Monday, July 25, 2011

Google Docs API International Character Support

If you haven't seen my NoteSync app yet you should check it out: NoteSync. It's a very useful app in my opinion. It lets you take notes on your Android device and automatically synchronizes them with Google Docs. My users find it extremely handy; however, when I launched it I had some upset international users who found that my app did not preserve the special characters in their language. When they would sync with Google Docs they would get the infamous "?" block character in their browser where a special character should have been. This was a huge problem and was surprisingly difficult for me to solve.

I knew the problem had to do with encoding. Google Docs API uses UTF-8. I also knew that it had to do with my upload process since the characters were preserved perfectly downstream. I simply tried encoding the content String like so:


private String utf8Encode(String t) {
try {
byte[] b = t.getBytes("UTF8");
return new String(b, "UTF8");
} catch (UnsupportedEncodingException e) {
e.printStackTrace();
}
return t;
}

But that had no effect.
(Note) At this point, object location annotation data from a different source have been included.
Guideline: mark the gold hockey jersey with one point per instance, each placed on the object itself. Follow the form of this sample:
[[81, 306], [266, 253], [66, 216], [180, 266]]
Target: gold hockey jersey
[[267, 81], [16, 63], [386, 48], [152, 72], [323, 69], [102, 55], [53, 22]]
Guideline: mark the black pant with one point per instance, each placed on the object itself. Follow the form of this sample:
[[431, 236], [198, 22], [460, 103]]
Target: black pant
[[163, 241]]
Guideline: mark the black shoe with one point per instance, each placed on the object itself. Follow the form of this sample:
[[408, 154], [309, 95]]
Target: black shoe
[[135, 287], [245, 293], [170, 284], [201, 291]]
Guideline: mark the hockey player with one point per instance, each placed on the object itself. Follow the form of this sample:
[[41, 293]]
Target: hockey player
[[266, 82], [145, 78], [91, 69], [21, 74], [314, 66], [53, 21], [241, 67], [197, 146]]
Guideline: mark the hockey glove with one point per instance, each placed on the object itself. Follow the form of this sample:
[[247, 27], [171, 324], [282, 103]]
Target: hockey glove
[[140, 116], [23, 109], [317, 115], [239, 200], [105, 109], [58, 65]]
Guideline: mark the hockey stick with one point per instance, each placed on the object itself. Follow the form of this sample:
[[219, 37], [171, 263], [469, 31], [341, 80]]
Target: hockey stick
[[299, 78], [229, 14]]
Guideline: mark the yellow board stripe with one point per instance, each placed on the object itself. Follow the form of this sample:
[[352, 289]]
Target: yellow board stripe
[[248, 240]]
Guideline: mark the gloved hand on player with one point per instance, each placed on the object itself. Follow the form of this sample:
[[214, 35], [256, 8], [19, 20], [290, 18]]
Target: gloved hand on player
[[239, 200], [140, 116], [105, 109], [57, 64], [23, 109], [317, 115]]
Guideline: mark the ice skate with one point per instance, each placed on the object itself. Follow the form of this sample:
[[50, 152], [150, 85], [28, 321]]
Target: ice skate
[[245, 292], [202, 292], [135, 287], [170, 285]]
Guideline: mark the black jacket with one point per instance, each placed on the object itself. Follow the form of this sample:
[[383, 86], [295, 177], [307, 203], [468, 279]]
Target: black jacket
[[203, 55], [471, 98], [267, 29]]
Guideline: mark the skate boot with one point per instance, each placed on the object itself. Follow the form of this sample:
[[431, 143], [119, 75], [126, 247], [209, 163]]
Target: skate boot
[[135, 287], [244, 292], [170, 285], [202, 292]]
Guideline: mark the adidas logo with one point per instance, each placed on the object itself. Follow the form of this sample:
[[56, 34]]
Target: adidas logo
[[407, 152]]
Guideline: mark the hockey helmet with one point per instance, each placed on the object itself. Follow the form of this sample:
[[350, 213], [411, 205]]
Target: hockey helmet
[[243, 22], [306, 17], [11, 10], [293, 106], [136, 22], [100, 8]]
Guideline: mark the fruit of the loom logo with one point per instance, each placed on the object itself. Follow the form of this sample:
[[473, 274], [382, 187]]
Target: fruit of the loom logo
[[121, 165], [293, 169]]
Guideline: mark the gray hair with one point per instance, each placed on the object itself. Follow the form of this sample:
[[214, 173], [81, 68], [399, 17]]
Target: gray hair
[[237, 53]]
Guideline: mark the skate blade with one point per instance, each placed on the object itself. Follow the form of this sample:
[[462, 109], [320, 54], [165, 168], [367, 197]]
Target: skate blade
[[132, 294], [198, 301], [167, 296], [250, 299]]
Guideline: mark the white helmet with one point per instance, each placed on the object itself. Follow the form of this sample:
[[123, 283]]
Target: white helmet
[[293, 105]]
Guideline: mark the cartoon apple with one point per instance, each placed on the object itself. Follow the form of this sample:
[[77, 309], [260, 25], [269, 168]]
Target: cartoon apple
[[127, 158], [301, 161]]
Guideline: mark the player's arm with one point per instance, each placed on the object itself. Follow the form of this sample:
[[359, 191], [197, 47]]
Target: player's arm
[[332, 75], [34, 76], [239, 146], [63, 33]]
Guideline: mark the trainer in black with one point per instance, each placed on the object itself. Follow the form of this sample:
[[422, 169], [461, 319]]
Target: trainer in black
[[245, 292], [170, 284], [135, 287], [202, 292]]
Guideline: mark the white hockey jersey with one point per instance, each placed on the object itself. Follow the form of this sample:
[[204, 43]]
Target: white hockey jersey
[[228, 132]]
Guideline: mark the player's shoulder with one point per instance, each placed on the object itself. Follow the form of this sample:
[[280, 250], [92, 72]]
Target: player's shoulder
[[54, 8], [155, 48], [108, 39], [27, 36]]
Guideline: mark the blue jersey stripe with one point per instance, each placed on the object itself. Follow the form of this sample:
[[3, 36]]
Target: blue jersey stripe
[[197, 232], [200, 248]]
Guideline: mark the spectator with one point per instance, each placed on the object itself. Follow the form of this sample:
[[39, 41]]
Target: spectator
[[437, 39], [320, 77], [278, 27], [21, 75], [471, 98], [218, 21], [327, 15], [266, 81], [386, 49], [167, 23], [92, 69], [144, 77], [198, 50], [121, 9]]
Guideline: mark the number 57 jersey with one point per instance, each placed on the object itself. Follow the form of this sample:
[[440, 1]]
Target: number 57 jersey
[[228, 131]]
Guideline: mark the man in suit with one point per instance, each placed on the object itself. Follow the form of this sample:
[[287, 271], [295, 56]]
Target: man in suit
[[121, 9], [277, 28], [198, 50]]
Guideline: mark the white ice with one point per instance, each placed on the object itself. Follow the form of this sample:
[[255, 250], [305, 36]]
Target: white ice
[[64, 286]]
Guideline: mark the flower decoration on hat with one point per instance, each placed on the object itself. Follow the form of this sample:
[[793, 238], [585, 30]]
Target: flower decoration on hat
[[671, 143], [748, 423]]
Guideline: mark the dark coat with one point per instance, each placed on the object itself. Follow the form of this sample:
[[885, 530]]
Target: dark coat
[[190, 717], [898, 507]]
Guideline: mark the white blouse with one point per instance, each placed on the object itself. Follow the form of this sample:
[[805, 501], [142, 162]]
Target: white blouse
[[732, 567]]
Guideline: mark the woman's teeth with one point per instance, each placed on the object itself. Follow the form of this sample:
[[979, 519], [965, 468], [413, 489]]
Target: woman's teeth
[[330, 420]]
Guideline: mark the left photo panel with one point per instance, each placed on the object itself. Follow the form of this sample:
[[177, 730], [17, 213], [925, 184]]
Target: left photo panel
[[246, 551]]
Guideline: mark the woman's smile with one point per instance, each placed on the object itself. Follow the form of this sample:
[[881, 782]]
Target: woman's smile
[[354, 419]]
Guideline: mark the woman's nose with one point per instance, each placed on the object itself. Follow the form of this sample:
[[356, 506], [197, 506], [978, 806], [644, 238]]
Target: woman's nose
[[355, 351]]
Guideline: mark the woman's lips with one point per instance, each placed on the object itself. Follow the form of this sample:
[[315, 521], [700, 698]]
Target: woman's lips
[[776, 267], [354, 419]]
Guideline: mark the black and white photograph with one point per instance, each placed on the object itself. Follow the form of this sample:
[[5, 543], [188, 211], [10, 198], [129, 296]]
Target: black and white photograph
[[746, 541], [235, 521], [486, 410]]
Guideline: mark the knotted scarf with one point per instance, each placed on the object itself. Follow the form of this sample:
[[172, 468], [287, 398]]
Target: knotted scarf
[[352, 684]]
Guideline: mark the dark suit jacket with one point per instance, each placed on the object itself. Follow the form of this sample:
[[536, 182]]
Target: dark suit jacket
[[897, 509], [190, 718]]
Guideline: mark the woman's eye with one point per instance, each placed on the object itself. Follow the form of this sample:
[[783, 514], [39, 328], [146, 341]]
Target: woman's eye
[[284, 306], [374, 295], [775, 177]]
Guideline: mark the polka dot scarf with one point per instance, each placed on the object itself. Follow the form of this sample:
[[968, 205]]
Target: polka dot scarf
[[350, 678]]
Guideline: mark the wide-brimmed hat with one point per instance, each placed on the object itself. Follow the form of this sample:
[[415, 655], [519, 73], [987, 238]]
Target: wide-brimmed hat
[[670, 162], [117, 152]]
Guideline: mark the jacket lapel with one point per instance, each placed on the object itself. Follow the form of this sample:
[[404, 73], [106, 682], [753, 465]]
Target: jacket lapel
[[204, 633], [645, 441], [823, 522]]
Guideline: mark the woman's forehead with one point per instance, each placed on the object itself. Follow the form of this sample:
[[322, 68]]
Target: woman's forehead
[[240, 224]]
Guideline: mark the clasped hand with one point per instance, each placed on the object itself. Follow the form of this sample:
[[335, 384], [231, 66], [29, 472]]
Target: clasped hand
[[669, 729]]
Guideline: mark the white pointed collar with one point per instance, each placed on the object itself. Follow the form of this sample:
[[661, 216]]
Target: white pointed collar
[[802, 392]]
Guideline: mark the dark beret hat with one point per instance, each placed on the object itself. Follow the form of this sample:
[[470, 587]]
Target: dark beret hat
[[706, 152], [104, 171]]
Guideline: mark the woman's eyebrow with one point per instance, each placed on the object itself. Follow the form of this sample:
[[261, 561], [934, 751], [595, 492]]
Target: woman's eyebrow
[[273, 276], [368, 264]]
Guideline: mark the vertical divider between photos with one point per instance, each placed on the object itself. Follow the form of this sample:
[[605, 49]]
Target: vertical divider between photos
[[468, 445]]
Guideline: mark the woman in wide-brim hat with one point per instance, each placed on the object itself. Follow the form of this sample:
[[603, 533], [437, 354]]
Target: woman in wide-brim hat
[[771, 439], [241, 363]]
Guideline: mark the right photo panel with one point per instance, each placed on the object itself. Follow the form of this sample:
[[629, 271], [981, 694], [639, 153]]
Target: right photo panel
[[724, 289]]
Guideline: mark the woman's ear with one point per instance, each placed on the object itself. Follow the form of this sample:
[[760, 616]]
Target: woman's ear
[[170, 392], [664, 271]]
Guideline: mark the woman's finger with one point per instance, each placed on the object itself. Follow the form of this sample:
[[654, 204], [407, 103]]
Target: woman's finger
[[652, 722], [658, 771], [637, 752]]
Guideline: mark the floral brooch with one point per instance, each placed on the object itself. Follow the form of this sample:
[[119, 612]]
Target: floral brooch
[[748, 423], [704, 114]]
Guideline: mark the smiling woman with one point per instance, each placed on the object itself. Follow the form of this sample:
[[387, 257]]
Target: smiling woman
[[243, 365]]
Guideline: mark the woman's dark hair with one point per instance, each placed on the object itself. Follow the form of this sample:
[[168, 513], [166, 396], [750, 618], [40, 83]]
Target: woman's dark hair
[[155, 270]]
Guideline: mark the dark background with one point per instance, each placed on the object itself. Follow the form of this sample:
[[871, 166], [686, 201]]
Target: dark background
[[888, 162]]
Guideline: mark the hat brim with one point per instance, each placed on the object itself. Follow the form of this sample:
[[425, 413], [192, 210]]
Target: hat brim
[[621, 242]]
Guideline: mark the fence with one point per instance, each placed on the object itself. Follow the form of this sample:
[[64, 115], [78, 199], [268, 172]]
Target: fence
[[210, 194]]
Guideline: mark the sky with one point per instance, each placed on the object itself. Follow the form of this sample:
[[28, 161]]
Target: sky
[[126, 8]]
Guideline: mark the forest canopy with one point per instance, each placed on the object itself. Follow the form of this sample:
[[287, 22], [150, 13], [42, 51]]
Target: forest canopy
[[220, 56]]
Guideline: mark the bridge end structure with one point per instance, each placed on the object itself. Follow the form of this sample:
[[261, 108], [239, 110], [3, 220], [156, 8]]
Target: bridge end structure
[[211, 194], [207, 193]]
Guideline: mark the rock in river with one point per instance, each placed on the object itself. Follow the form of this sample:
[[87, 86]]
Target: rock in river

I took the problem to a couple friends of mine, a Googler, and a professor and mentor of mine from school and I learned that while my character encoding method should work, I was concatenating the UTF-8 string with other regular Java Strings which are UTF-16 by default. After much toiling I finally found the fix and it was surprisingly simple. To wrap my request I'm using the org.apache.http.entity.StringEntity which is then given to my HttpPut object and eventually executed. I discovered that StringEntity has a second constructor with a "charset" parameter. The fix was as easy as putting "UTF8" as the second parameter.

StringEntity docEntity = new StringEntity(data, "UTF8");

That's it. One liner fixes are OK as long as you don't spend days searching for the answer. Hopefully this is of help to someone else with the same issue.